兜、小手、それから鎧に脚絆、ブーツ。一つずつ外して行くにつれて身体が軽くなる所か溜まりに溜まった疲労を思い出して重くなって行く。蒼の竜騎士の外面を剥がしてしまえば後にはただの疲れきった男がいるだけだった。程よく回ったアルコールで瞼すら重い。このまま冷えきる前にベッドに潜り込んで寝てしまおうとして始めて異変に気付いた。平らになっていて然るべきかけ布団がふっくらの人の大きさに膨らんでいる。思わず零れた溜め息は諦めと少しばかりの笑みが滲む。遠慮無く捲ってやれば突然の冷気に身を丸めた神殿騎士団総長の恨めしげな眼差し。
「…遅い」
エスティニアンの手から布団を奪い返しながらの一言は蒼の竜騎士の部屋に無断侵入した者の言い分にしてはふてぶてしい。とろりと今にも落ちそうな瞼は今まで微睡んでいたからだろうか、それならば下手に起こすような真似をせずにそっと寝かせて置いてやれば良かったと思うも時既に遅し、傍若無人なベッド泥棒は自分の隣をばすばすと無造作に叩いている。
「早く。歌。歌え」
「…それが勝手に人の部屋に侵入した人間の言い様か」
「眠いんだ、早く」
また何かあったのか。これだけ眠たげな眼をしていながら眠れない何かが。察しはしてもそれを問うことは無いし、アイメイクが告げる事も無いだろう。求めているのは何の解決にもならない愚痴をぶちまけることでは無く純粋な癒し、それだけだ。
「それで、今日はどの子守唄が良いんだ?」
アイメイクが眠れないときにエスティニアンに子守唄をねだるようになったのはそう遠い昔では無い。第七霊災以降、極端な気候の変動によってイシュガルドは真っ白な雪に閉ざされた。深い色をした青空も遠くまで広がる草原も暖かな日差しも全て失われた。エスティニアンの故郷は足を踏み入れる事すら難しい極寒の地へと変わってしまった。もう二度と見ることの無い、かつて裸足で駆け回った草原を思い出してふとこの男の前で口ずさんでしまったのが最初だった筈だ。その時はまさかこんなにも気に入られる事になるとは思わず、ピロートーク代わりにねだられるまま応えてしまったのが悪かった。その後、身体を重ねた後に、眠れぬ夜に、やりきれぬ思いを抱えた時にエスティニアンに子守唄を歌わせる悪習がついてしまった。エスティニアンとて歌が上手いわけも好きなわけでも無い、最初こそ渋っていたものの、断るために口論を交わすよりも歌えばすぐに穏やかな顔で眠る姿を見て今更逆らう方が面倒になってしまっただけだ。
「母の…母が子に願うやつ…」
「『星の揺籠』か。お前これ好きだな」
「一番落ち着くんだ」
今更二人でひとつのベッドに入ることに文句は無い。何せ相手のベッドに無断に潜り込むのはアイメリクに限った話では無く、どうしようもなくむしゃくしゃした気持ちが抑えきれない時はエスティニアンもアイメリクの寝室に忍び込むことがままある。睨み合っていても仕方無いと素直に空いたスペースへと潜り込めばするりと絡み付いてべったりと張り付く熱いくらいの体温をつい抱き締める。冷えきった身体はちょうど良い暖かさだった。アイメリクがもぞもぞと居心地の良い場所を見つけて落ち着くのを待っていればやはりいつも通りにエスティニアンの胸元に顔を埋める形に収まったようだ。

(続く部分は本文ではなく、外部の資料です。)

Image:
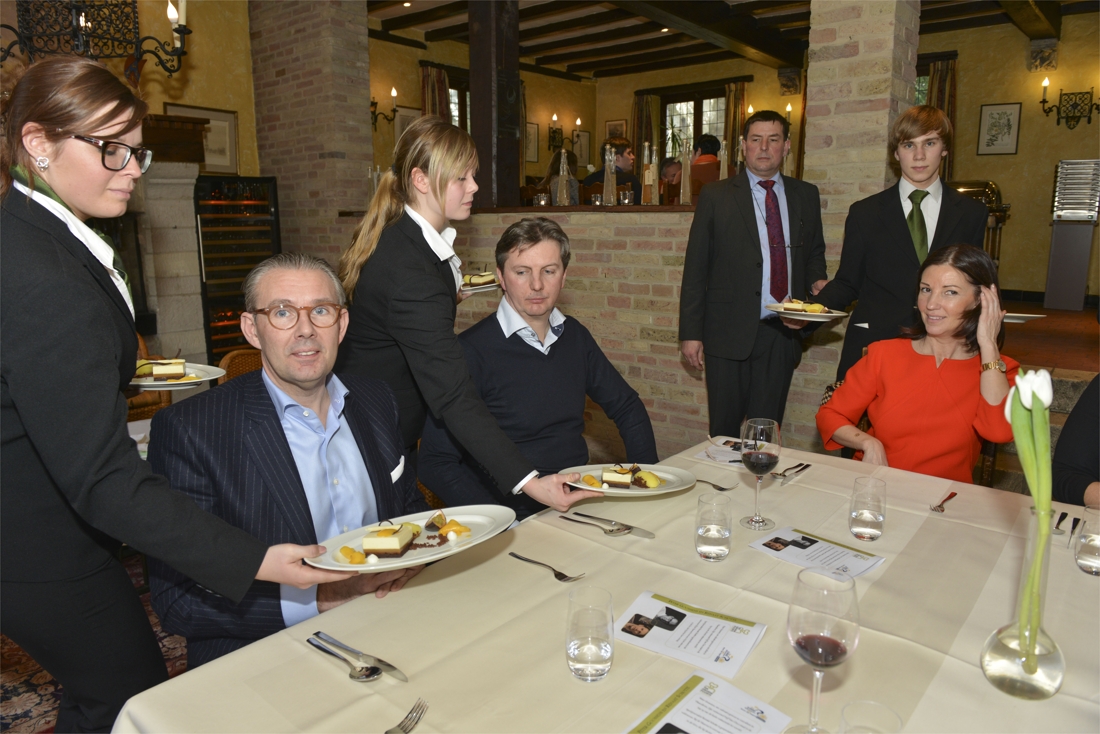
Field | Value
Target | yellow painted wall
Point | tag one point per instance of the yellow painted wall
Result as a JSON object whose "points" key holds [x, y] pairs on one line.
{"points": [[615, 95], [992, 68], [217, 70]]}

リズムを取るように数度、掌で抱いた背を叩く。まるで母親のような事をしていることに気付いて思わず一人顔をしかめる。いつの間にこの男の保護者気取りになったのかと自問自答しそうになって、止めた。疲れているとどうでも良いことばかりが頭を過ってしまう、とっととアイメリクを寝かしつけて自分も眠るべきだった。
軽く息を吸い、唇を開く。紡がれるのは母が子の成長を願うありふれた気持ち。言い聞かせるように呪いのようにエスティニアンも幼い頃に聞かされた詩。母のような優しい声とはほど遠い無骨な男の声の何が良いのかはわからない、アイメリクがこの詩に何を重ねているかも。腕の中の温もりが穏やかな寝息を立てるようになるのにそう時間は掛からなかった。緩やかに上下する背を抱いたままいつしかエスティニアンも深い眠りの底へと落ちていった。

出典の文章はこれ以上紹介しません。